As Iain Duncan Smith steers his Welfare Reform Bill through the Commons, forcing the jobless into work, the stakes are high. He wants to cut the costs of benefits and change the lives of the out-of-work millions, warning that unless they "play ball" they'll see their benefit docked. As well as wielding the big stick, he's offering some carrots, notably the chance to keep some benefit while earning. The measure is seen as a flagship for the Coalition and a test case for its twin aims of cutting the deficit and state dependency. Will it work? Will the new welfare state be more affordable or fairer than the old one?

The new Beveridge? Iain Duncan Smith faces a herculean task with welfare reform
Since the general election, the Department for Work and Pensions script has made the headlines and won cross-party support despite criticism from the trade unions, a few members of the benefits lobby and the Archbishop of Canterbury. On the whole, the feeling is that the new system will be simpler and more transparent than its predecessor. It will inculcate the work ethic and personal responsibility in place of the "something for nothing" society and transform Britain's wastelands where generations of families in ghetto estates have never had work. For the first time, many of the long-term jobless will clock in and do a day's work like everyone else. Those who refuse will have their benefit docked. It is, says the Secretary of State, the most important overhaul of the system since William Beveridge created the welfare state.
But closer scrutiny of the White Paper shows that the Bill will be more of a makeover than an overhaul, with more fine tuning on Whitehall's favoured lines, and tighter rules and streamlining which are the stuff of official reform.
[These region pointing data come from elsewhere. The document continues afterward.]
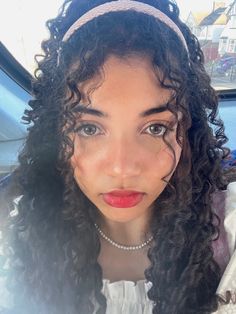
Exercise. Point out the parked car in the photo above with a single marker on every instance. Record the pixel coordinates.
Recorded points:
(224, 65)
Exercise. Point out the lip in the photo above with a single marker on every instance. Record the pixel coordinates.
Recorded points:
(123, 198)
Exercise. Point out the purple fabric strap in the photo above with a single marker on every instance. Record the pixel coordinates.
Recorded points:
(220, 246)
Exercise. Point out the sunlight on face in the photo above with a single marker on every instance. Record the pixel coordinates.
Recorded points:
(123, 148)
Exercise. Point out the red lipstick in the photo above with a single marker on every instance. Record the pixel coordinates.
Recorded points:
(123, 198)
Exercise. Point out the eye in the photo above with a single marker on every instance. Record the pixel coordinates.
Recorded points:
(87, 129)
(157, 129)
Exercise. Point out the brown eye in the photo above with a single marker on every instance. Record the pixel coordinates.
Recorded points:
(157, 129)
(87, 130)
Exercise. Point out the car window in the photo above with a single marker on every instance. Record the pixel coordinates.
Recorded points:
(22, 28)
(212, 21)
(13, 102)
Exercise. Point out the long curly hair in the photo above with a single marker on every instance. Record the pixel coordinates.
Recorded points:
(51, 243)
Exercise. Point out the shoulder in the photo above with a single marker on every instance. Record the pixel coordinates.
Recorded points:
(228, 280)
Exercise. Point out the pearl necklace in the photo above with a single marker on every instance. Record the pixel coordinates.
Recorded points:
(123, 247)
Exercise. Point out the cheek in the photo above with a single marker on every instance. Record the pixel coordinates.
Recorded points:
(165, 162)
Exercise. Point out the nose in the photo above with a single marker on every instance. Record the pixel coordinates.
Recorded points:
(124, 159)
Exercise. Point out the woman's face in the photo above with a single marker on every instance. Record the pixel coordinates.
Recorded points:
(123, 147)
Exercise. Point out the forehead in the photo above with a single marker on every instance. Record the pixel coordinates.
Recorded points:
(132, 80)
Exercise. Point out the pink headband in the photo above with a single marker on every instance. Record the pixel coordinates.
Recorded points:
(124, 5)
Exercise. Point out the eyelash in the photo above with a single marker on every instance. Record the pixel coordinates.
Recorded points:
(83, 125)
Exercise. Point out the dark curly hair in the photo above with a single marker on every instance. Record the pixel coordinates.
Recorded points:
(52, 244)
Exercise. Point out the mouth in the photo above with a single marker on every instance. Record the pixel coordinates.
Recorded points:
(123, 198)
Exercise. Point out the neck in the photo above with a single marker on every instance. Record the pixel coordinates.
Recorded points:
(129, 233)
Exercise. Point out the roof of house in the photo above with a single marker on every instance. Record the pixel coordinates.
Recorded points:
(199, 16)
(214, 16)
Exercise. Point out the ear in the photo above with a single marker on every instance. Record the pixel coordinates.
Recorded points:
(73, 161)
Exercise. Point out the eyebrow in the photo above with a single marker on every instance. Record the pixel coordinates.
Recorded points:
(98, 113)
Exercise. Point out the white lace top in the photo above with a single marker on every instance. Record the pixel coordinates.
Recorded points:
(126, 297)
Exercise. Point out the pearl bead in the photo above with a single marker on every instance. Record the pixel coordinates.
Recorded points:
(123, 247)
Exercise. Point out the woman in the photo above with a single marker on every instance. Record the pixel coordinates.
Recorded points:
(120, 173)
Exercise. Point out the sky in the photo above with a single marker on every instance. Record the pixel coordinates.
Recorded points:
(22, 24)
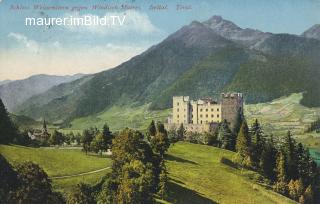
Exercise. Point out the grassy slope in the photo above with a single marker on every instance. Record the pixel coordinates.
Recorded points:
(277, 116)
(58, 162)
(285, 114)
(117, 117)
(197, 176)
(195, 172)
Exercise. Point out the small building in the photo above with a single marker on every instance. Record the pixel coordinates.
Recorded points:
(203, 114)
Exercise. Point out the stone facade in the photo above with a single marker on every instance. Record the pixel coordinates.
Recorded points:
(203, 114)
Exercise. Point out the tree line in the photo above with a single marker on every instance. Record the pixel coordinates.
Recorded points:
(138, 169)
(314, 126)
(286, 164)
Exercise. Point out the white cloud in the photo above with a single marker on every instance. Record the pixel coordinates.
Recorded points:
(135, 21)
(27, 43)
(51, 59)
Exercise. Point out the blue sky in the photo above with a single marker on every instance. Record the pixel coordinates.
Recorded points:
(25, 51)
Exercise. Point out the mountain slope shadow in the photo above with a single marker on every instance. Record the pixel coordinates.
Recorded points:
(182, 195)
(170, 157)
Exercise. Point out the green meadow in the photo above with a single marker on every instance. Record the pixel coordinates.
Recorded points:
(59, 162)
(198, 176)
(195, 171)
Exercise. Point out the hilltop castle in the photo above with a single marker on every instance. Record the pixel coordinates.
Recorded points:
(203, 114)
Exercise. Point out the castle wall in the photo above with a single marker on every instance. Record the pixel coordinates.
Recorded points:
(231, 105)
(197, 116)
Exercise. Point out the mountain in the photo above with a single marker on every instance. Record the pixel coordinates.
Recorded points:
(14, 93)
(140, 79)
(200, 59)
(231, 31)
(313, 32)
For instance, many of the carrots and sticks now proposed were in Labour's pre-election plan, Building Bridges to Work. That would have obliged the long-term unemployed to take a job or work placement, toughened assessment for capacity to work and put those on incapacity benefit through a pretty intrusive round of remedial support. The Coalition now casts the net wider and will oblige more of the jobless to work, with even lone parents of young children having to dip their toe in the labour market. The sanctions at which Labour hinted are more explicit here, such as that to dock benefit. The support is more determined, the supervision of capacity to work more intrusive. Nonetheless, the Coalition, like Labour, has the same aim: to check rising costs by curbing claims, whether through fraud, malingering or habitual idleness. The tone, however, differs. In time of crisis, today's Captain Iain Duncan Smith plays well to yesterday's Nurse Yvette Cooper. The most striking difference is to cost and machine, not substance. The system is to change from one of many to fewer benefits, with a single Universal Credit due to absorb some of the cocktail of today's common tax credits and benefits, and costing a cool £2 billion to set up. Like the single currency, big government may have had its day, but this seems to grant it something of a reprieve.